Do Words Have Consequences?
Article audio sponsored by The John Birch Society

In the closing days of the 2008 race for the Democratic Party nomination, then-Senator Hillary Clinton (D-N.Y.) refused to concede when the primary season had already shown she had lost the race to Barack Obama. Undaunted by the will of the voters, she hung on — at least for a while. Asked on May 23, 2008, why she wouldn’t concede her loss to the upstart young senator from Illinois, she told an interviewer: “My husband did not wrap up the nomination in 1992 until he won the California primary somewhere in the middle of June, right? We all remember Bobby Kennedy was assassinated in June in California.”

That she would use the word “assassinated” in the context in which she delivered it remains an amazing bit of political history. We bring it up because it has largely been deposited in a memory hole. In 2008, was she suggesting that someone might (or should?) attack candidate Obama? Was she hoping that her use of that word might stimulate some crazy to duplicate what had happened to Senator Kennedy sixteen years earlier? Mere mentioning the possibility of an assassination during a political campaign constitutes a dramatic departure from legitimate political discourse. And the reporters who heard her comment, or heard about it later, should have emblazoned it on the minds of all. But most didn’t.
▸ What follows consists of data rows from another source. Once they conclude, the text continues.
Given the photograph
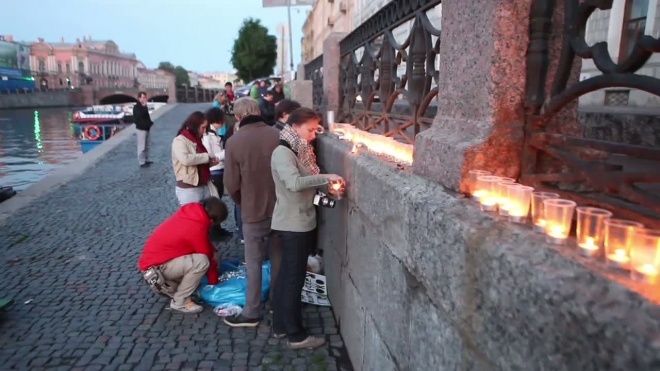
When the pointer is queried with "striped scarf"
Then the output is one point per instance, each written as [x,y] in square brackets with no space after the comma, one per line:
[302,148]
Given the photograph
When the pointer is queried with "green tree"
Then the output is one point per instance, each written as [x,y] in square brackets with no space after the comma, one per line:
[179,72]
[255,51]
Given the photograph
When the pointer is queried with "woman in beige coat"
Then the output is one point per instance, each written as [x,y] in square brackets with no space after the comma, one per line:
[192,162]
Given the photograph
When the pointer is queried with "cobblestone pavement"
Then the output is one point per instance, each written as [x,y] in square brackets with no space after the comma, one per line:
[69,261]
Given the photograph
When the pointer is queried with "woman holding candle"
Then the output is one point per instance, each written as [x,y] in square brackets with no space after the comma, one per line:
[296,176]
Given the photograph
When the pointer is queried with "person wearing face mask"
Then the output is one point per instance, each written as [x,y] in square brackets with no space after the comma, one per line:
[215,118]
[192,162]
[283,110]
[296,176]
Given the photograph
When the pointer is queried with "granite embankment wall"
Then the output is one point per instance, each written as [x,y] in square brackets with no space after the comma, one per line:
[420,279]
[37,100]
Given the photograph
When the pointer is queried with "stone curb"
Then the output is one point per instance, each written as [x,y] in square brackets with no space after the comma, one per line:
[70,171]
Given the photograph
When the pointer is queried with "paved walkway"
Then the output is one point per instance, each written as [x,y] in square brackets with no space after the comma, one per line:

Hoping that no one remembers her 2008 use of such an inflammatory word, Mrs. Clinton has chosen to imply that Donald Trump’s recent comment about her selection of possible candidates for the Supreme Court invited violence, the very tactic she had employed in 2008.

What did Trump say that Clinton seized upon? He stated during a rally: “If she gets to pick her judges, nothing you can do, folks. Although the Second Amendment people, maybe there is. I don’t know.” Asked later what he meant, Trump explained, “The media is desperate to distract [voters] from Clinton’s Second Amendment stance. I said that pro-Second Amendment citizens must organize and get out the vote to save our Constitution.”

But Mrs. Clinton speedily accused Trump of what she should have been accused of in 2008. She pontificated, “Words matter, my friends. And if you are running to be president, or you are president of the United States, words can have tremendous consequences.” Correct! Which is precisely why the media should have excoriated her in 2008, and why her recent attack on Trump for something that had no mention of the kind of possibly deadly suggestion contained in the word “assassinated” is mountainous hypocrisy. In 2008, she not only wasn’t held accountable for possibly inciting a monstrous crime, she repeated her remarks a few weeks later.

Only days after her first use of the word “assassinated,” Richard Stengel, the managing editor of TIME, interviewed Hillary. Having had no repercussions from her first use of the explosive word, she repeated it: “I think people have short memories. Primary contests used to last a lot longer. We all remember the great tragedy of Bobby Kennedy being assassinated in June in Los Angeles.” Was that another attempt to plant the idea of assassination in the minds of some potential killer? It certainly seems so. Did the mainstream media hold her accountable? With rare exceptions, its supposedly hard-nosed reporters and commentators ignored her second outrageous use of the term.

All during their rise to prominence, the two Clintons have benefited from a standard that few have ever enjoyed. Others have to submit to strict rules and temperate conduct while Hillary and Bill are given a pass. Hillary obviously knows that explosive words can lead to explosive actions, which is why she attacked Trump’s statement. If she were held to the standard she has set for Donald Trump, she would long ago have become a political has-been.

 

John F. McManus is president emeritus of The John Birch Society. This column appeared originally at the insideJBS blog and is reprinted here with permission.